Caicedo was similarly important to their build-up.

In fact, only seven players anywhere in the Premier League had more touches than Caicedo this season while only five – Pierre-Emile Hojbjerg, Gabriel Magalhaes, Virgil van Dijk, Rodri and his Brighton team-mate Lewis Dunk – completed more passes.

That he finished the campaign with an accuracy rate of 89 per cent is even more impressive when you consider newly-available data which shows that only two players – Rodri and Newcastle’s Bruno Guimaraes – made a higher total of pressured passes (780).

That ability to retain possession under pressure is just another of the qualities first honed in Ecuador and his huge price-tag, deemed inflated by some, is no surprise to those who know him best.

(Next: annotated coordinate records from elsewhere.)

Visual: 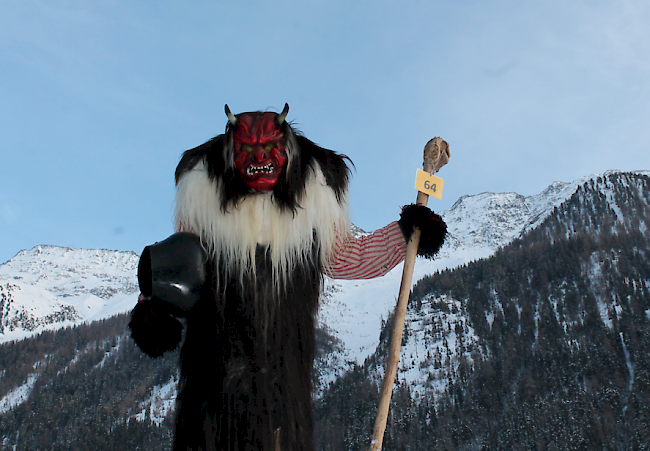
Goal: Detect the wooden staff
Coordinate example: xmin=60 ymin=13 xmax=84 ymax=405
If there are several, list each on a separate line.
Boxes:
xmin=370 ymin=137 xmax=449 ymax=451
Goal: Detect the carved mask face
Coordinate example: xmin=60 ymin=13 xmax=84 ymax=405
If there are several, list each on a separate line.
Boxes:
xmin=233 ymin=113 xmax=287 ymax=191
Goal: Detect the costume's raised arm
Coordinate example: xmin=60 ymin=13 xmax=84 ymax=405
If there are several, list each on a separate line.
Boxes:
xmin=324 ymin=205 xmax=447 ymax=279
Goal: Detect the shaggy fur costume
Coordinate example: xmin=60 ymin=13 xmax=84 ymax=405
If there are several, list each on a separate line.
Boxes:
xmin=129 ymin=113 xmax=445 ymax=451
xmin=130 ymin=117 xmax=349 ymax=451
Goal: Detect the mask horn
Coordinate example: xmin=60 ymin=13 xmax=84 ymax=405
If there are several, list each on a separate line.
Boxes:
xmin=276 ymin=103 xmax=289 ymax=125
xmin=224 ymin=103 xmax=237 ymax=127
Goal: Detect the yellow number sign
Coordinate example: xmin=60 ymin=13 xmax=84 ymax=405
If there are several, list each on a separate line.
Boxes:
xmin=415 ymin=169 xmax=445 ymax=200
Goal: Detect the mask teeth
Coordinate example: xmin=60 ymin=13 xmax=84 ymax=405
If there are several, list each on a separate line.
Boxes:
xmin=246 ymin=163 xmax=273 ymax=175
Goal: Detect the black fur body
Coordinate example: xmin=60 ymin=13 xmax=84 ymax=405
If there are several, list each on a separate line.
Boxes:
xmin=130 ymin=117 xmax=349 ymax=451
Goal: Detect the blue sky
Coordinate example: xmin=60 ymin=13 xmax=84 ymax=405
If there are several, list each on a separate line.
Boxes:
xmin=0 ymin=0 xmax=650 ymax=262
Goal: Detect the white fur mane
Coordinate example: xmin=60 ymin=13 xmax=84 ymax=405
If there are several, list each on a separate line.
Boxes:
xmin=174 ymin=161 xmax=350 ymax=287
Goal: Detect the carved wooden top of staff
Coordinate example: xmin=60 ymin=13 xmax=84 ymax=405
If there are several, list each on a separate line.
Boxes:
xmin=370 ymin=137 xmax=449 ymax=451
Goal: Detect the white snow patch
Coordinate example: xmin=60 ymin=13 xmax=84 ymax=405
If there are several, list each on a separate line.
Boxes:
xmin=135 ymin=374 xmax=178 ymax=426
xmin=0 ymin=373 xmax=39 ymax=415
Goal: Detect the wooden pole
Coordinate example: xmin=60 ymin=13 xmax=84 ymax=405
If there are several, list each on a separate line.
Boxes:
xmin=370 ymin=137 xmax=449 ymax=451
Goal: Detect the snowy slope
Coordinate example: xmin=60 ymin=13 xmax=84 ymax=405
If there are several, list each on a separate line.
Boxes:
xmin=0 ymin=172 xmax=636 ymax=352
xmin=0 ymin=246 xmax=138 ymax=342
xmin=320 ymin=174 xmax=599 ymax=370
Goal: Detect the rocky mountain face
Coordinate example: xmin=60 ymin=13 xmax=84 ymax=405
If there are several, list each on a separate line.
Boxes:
xmin=0 ymin=171 xmax=650 ymax=449
xmin=0 ymin=246 xmax=139 ymax=342
xmin=317 ymin=173 xmax=650 ymax=450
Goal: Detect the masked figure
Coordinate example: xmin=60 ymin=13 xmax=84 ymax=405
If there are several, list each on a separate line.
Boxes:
xmin=130 ymin=105 xmax=446 ymax=451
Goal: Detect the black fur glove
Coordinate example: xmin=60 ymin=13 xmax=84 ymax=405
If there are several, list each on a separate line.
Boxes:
xmin=129 ymin=297 xmax=183 ymax=357
xmin=398 ymin=204 xmax=447 ymax=258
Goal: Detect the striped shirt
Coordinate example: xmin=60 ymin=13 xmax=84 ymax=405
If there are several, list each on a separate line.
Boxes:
xmin=177 ymin=221 xmax=406 ymax=280
xmin=323 ymin=221 xmax=406 ymax=279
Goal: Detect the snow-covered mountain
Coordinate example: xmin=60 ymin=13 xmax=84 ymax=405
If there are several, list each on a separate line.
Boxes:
xmin=0 ymin=174 xmax=636 ymax=352
xmin=0 ymin=246 xmax=139 ymax=342
xmin=320 ymin=171 xmax=604 ymax=370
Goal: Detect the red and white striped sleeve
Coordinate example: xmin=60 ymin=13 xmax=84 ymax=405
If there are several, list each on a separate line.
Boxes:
xmin=324 ymin=221 xmax=406 ymax=279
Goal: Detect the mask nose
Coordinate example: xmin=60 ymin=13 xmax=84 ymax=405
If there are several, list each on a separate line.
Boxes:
xmin=253 ymin=145 xmax=268 ymax=162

“Ultimately, it is the market that tell you how good you are, so when a club is offering a fee, it is because that is your level,” says Ramirez. “And Moises is at this level. This is the reality.”

Moises Caicedo

That reality makes the human qualities demonstrated during his visit to Santa Domingo, where he also opened a football school, more commendable – even if, as Ramirez found out after declining his request to return home to celebrate his birthday back at Independiente del Valle, his devotion to his family has occasionally meant bending the rules.

“In time, when I was not his coach anymore, he said to me, ‘Coach, I have to tell you that, in the night, I went home to celebrate with my family because I knew it was the last time I would be in Ecuador for my birthday before I went to Europe.’

“But, the next day he was there in the morning to work again. It was my intention to say he couldn’t, but he did everything well to celebrate his birthday and then get back to work the next day.

“In the end, he is still just a boy who enjoys playing football. He is innocent and sometimes naïve to request or tell you something, but this is the thing I love most about him, that he is still like that.”

From Ecuador to the Premier League, Moises Caicedo now counts Ramirez as just one of many admirers.